Uma das variantes mais preocupantes dos últimos meses foi a variante L452R, uma mutação “prima” da variante californiana, sobre a qual o Observador escreveu longamente em fevereiro deste ano. De acordo com o gráfico exibido esta quinta-feira pelos autores do projeto Covidetect, a mutação foi detetada pela primeira vez nas águas residuais no dia 28 de outubro do ano passado, mas o primeiro caso foi diagnosticado clinicamente a 14 de novembro.
Os investigadores do Instituto Superior Técnico também usaram a nova metodologia em amostras laboratoriais mais antigas, para tentar perceber se o coronavírus teria chegado a Portugal antes da deteção dos primeiros casos, em março de 2020. “Nós tínhamos algumas amostras do final de 2019, até abril de 2019. Nas nossas amostras, não detetámos SARS-CoV-2. No entanto, há um estudo da Universidade de Barcelona no qual eles já conseguiram detetar amostras de SARS-CoV-2 nas águas residuais em março de 2019, e associaram isso a uma conferência tecnológica que lá aconteceu”, explicou Sílvia Monteiro ao Observador. “Em Portugal, só detetámos a partir de março de 2020.”

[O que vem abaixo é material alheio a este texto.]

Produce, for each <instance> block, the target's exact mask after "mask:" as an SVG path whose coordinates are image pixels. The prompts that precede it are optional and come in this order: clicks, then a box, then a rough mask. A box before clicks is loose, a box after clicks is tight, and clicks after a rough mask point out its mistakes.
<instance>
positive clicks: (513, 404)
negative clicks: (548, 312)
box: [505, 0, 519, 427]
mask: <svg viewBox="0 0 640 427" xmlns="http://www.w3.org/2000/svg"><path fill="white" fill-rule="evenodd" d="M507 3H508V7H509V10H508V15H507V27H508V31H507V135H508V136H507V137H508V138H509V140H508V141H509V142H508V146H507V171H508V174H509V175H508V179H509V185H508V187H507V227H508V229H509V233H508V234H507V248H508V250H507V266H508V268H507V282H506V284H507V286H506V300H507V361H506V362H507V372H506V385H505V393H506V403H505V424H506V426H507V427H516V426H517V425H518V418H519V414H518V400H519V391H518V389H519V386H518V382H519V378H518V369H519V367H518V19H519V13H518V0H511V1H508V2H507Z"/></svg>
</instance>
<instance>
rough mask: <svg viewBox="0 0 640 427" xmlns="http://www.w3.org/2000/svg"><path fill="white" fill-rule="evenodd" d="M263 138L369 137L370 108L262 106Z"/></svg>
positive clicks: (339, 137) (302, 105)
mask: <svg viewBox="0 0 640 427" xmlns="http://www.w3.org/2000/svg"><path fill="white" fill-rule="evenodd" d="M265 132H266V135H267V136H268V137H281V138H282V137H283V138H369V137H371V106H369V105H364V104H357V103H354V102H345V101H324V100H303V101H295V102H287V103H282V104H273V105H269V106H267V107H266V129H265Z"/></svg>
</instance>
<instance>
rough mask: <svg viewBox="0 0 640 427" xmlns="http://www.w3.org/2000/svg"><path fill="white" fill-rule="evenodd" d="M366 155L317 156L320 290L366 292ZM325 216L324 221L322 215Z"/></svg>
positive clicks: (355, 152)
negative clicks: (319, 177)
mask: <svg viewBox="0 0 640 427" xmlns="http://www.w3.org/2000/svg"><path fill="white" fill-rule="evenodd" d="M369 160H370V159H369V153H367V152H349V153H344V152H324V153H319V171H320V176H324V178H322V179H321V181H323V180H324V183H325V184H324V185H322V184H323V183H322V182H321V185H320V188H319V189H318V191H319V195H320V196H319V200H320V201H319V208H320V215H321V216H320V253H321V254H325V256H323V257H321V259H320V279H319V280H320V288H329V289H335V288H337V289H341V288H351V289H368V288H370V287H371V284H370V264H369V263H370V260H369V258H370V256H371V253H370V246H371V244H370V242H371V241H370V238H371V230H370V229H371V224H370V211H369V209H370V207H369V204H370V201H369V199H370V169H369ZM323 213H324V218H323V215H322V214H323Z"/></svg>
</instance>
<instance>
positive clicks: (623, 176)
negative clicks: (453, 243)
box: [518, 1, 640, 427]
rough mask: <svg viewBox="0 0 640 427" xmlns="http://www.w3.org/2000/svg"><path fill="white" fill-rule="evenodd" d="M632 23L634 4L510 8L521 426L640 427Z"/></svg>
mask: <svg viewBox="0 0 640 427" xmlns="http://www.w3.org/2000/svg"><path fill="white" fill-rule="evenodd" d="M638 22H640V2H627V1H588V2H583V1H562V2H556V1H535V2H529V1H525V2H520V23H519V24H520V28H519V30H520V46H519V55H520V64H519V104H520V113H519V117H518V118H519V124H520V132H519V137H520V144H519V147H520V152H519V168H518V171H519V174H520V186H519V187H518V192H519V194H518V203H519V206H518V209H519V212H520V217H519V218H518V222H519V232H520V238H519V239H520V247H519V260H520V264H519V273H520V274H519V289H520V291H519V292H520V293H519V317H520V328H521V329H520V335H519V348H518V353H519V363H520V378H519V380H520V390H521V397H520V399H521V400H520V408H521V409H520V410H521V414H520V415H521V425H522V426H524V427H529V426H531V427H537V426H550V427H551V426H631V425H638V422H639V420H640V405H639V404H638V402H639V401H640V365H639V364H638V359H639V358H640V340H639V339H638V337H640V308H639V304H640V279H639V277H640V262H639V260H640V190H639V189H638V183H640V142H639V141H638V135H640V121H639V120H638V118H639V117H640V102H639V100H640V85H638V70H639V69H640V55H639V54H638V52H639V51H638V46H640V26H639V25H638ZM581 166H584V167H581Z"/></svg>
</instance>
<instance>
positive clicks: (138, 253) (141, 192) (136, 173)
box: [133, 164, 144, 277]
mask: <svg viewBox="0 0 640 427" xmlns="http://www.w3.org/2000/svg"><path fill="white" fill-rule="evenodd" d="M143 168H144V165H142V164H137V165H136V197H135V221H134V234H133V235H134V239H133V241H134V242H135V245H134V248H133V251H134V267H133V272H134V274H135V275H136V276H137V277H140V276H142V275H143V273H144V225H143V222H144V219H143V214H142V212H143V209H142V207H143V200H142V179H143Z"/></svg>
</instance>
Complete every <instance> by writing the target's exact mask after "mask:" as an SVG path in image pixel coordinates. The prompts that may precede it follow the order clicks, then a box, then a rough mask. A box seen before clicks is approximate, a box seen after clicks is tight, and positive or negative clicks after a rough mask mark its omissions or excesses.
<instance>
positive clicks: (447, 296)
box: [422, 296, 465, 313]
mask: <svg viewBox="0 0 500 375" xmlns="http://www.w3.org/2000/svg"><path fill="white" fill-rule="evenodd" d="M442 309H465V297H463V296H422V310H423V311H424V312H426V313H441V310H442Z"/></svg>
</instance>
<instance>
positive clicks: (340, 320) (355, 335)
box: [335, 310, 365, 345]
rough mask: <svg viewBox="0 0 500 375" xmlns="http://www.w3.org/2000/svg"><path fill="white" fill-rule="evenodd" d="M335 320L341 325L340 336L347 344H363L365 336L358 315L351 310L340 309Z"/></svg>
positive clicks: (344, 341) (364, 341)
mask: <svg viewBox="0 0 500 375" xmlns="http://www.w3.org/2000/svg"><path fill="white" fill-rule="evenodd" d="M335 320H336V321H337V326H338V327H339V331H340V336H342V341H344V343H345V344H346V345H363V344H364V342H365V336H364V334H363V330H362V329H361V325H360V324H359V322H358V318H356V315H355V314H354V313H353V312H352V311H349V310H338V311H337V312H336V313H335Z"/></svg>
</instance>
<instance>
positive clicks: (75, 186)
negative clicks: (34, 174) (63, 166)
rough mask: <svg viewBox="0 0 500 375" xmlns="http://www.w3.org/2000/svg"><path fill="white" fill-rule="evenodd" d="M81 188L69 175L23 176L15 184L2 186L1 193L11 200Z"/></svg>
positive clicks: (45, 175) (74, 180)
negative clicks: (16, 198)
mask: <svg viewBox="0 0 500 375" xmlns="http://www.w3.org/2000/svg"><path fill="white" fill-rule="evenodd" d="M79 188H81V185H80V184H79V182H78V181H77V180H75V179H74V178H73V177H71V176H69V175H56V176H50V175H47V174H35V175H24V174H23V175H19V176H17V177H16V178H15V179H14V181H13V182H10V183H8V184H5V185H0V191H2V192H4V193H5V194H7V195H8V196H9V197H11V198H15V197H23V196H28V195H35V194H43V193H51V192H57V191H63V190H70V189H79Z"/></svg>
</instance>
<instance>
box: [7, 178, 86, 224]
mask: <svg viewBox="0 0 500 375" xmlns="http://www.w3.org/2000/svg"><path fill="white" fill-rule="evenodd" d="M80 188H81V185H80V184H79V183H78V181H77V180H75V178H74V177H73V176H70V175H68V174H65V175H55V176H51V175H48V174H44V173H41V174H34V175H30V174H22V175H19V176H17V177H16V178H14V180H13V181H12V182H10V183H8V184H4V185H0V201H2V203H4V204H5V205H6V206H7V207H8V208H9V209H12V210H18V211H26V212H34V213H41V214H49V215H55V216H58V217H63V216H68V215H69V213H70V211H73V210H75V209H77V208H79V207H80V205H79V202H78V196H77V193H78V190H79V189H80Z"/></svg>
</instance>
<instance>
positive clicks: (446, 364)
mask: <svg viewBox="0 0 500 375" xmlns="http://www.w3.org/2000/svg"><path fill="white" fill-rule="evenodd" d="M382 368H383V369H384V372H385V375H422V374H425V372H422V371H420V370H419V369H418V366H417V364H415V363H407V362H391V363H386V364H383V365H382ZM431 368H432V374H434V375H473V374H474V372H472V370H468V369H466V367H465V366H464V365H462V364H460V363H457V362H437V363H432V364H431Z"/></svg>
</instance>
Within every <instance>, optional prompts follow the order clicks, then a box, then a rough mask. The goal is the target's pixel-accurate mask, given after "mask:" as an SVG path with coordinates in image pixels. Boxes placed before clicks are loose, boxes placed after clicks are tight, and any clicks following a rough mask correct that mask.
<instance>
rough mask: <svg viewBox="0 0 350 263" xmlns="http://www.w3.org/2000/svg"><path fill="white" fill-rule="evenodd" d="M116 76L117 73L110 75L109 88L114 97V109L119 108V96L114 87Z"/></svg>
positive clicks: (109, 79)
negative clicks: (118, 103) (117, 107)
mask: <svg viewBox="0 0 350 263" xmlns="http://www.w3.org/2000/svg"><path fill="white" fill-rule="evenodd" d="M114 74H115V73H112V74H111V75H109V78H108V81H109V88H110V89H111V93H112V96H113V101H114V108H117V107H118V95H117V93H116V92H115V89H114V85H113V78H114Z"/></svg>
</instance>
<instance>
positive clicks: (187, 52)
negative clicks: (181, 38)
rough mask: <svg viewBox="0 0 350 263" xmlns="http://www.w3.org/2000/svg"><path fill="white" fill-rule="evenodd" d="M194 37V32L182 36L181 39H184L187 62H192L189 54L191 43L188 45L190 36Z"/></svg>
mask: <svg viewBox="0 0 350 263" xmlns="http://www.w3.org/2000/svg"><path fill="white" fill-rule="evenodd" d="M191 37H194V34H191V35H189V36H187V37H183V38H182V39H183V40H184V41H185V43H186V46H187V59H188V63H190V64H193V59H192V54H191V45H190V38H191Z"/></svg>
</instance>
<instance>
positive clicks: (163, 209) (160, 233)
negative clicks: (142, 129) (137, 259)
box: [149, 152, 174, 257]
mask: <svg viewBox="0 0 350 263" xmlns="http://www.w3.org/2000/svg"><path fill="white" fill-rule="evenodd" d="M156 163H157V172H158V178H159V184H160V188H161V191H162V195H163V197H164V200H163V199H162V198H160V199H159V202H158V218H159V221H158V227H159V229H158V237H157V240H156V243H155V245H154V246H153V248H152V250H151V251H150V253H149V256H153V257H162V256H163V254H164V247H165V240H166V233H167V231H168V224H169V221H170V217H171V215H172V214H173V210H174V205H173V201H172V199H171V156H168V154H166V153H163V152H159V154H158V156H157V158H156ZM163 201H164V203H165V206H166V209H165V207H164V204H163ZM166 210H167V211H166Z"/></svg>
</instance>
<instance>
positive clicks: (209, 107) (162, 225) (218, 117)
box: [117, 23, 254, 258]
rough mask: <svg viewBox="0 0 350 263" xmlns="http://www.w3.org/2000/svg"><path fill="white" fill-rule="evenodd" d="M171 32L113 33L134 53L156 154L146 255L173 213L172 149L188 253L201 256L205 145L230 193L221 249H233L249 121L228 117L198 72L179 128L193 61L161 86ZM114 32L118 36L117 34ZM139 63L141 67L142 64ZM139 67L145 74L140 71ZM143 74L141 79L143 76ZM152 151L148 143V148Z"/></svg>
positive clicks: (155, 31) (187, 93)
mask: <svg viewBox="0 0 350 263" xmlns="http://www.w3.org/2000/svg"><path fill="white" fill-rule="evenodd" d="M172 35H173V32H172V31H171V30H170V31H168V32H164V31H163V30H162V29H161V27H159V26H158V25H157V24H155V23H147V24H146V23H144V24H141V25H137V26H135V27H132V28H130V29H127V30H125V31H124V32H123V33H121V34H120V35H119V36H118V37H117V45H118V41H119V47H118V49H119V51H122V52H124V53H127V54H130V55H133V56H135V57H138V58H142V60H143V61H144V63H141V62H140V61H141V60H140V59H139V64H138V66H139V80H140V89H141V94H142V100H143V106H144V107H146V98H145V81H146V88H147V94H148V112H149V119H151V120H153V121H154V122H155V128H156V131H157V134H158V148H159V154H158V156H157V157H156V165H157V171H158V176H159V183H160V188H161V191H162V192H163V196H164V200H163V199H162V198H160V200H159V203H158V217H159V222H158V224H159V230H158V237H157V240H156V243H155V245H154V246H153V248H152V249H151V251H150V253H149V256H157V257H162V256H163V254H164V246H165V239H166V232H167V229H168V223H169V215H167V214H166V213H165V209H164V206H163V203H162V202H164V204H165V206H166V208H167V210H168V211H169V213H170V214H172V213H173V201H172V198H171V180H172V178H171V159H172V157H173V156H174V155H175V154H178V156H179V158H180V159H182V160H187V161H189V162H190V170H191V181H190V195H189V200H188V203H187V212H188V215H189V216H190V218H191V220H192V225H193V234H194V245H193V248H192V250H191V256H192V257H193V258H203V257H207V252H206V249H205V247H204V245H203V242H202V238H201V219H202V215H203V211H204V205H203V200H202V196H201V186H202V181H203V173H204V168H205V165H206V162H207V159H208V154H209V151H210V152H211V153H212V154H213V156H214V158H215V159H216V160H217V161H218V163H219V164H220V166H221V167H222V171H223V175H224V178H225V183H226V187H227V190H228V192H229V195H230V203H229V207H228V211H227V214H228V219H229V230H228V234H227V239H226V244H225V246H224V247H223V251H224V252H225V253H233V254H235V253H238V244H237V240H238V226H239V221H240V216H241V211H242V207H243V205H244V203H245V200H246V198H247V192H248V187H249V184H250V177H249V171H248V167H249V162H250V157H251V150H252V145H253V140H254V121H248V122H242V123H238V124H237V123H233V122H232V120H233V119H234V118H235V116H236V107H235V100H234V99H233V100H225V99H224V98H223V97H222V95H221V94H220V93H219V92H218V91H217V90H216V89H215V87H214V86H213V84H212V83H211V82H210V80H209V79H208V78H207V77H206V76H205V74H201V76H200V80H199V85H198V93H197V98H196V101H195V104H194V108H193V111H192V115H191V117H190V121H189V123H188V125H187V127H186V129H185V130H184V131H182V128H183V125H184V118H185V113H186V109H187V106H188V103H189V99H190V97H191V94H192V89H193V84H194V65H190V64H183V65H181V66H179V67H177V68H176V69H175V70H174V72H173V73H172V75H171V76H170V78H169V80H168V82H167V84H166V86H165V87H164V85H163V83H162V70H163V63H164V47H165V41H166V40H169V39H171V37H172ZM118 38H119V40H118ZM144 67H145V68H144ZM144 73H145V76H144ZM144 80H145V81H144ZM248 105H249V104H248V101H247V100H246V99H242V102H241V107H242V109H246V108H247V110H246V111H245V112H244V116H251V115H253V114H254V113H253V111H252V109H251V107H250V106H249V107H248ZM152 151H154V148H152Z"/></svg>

O estudo permitiu ainda perceber que, apesar de a matéria viral se manter nas águas residuais, essas águas não têm capacidade de infetar humanos, uma vez que esse vírus se encontra em degradação.
O projeto Covidetect vai agora entrar na fase de implementação de um sistema de alerta às autoridades que será útil nesta pandemia, mas sobretudo deixará uma ferramenta pronta para próximas emergências sanitárias, explicou a ministra da Saúde, Marta Temido, na sessão desta quinta-feira.
“A disseminação de doenças transmissíveis à escala global sempre foi uma realidade. Os sistemas científicos e a ciência sempre encontraram nos momentos destes grandes confrontos oportunidades de robustecimento e prova pública da sua valia. Este projeto em concreto com a oportunidade que poderá vir a trazer de um sistema de notificação em tempo real tem um valor enorme e incalculável“, disse Marta Temido.
“É numa perspetiva muito utilitária e prática que o Ministério da Saúde encara o resultado deste trabalho, no sentido de aspirar a utilizá-lo a combater melhor esta pandemia e o que possam ser novas emergências e ameaças à saúde”, acrescentou. “Estamos num intervalo entre o que foi uma atividade pandémica muito forte e a esperança no processo de vacinação. Mas um intervalo que não nos pode fazer descansar e baixar a guarda.”
Segundo Ricardo Santos, que falou ao Observador a partir dos laboratórios do IST, o modelo desenvolvido é suficientemente flexível para ser usado em todo o tipo de epidemias.